Guide Review - Black Maestro by Joe Drape

Fifteen of the first 28 Kentucky Derbys were won by black jockeys, including the 1901 and 1902 editions with Jimmy Winkfield. The Black Maestro, as he came to be known, was a natural horseman, a sharecropper in his native Kentucky, and made his way to Latonia to start his career first as a groom, then exercise rider and finally as a jockey. He traveled around the country following the circuit through Louisiana, Kentucky, and Chicago, once even getting caught in the middle of the bloody mobster war in the Windy City over control of its tracks.

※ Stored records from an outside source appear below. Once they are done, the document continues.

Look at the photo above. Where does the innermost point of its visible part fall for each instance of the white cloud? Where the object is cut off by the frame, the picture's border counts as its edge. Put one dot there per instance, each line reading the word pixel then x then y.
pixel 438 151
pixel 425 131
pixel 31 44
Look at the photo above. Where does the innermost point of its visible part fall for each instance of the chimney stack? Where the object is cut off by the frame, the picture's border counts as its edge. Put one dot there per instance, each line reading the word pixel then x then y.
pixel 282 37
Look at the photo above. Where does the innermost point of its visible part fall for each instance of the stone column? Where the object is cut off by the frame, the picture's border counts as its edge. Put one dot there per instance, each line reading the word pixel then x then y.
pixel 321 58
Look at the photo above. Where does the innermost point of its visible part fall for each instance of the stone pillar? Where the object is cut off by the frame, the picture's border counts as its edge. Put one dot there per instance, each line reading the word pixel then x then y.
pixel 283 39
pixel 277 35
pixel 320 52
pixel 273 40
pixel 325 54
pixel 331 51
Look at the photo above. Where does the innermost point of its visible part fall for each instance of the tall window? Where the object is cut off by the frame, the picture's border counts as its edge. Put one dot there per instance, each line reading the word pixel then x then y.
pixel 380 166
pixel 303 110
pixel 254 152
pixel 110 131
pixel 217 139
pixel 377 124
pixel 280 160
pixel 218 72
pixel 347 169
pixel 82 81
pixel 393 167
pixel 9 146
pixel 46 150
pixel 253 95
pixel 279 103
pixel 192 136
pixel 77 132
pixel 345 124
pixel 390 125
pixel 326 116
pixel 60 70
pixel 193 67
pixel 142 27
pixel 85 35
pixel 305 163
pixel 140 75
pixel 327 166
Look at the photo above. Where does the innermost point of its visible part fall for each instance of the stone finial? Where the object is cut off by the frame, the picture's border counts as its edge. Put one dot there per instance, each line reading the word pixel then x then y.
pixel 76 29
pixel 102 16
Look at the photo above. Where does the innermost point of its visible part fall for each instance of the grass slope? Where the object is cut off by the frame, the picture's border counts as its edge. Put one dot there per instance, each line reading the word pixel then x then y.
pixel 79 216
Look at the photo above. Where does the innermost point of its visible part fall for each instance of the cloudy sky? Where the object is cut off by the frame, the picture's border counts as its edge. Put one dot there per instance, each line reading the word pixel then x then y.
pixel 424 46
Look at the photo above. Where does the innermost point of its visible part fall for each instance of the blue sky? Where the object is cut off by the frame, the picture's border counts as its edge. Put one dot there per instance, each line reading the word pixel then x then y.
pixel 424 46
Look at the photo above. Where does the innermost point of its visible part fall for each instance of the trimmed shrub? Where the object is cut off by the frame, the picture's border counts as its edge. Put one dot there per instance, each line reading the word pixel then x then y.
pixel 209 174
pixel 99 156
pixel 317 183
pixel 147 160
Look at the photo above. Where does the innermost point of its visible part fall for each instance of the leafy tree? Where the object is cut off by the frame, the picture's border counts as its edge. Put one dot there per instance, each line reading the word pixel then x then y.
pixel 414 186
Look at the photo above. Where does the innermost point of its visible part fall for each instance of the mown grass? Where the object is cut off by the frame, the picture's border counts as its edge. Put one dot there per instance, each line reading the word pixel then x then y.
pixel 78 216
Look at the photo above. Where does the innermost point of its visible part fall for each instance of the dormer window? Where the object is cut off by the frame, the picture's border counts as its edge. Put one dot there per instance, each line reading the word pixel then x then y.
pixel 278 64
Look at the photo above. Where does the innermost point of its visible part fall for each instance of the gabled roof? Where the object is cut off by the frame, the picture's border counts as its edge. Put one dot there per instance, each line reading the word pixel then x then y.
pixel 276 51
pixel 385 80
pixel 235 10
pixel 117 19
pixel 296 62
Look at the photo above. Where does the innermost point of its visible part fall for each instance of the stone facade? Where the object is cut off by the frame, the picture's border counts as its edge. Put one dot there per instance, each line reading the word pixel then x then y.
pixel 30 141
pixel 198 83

He won the Derby in 1901 and 1902, but when going for the three-peat in 1903, an apparently bad ride aboard the heavy favorite Early caused a quick downfall in his career. Trainers ceased to give him live mounts, so he crossed the Atlantic to Europe and restarted his career in Czarist Russia. He was a popular figure in Moscow, as both a jockey and a trainer, but with the start of the Russian Revolution, racing in that country was shut down. He fled to Poland then France, and again opened a public stable out of Maisons-Laffitte. World War II and the rise of the Nazi's again forced him to flee, as the German army commissioned French tracks and training centers as barracks as well as stole top French bloodstock, bringing them back to Germany. Winkfield returned to America, but when he died, he was buried in France with a headstone marked "Moscow", in Cyrillic, showing his appreciation for the city that loved him most.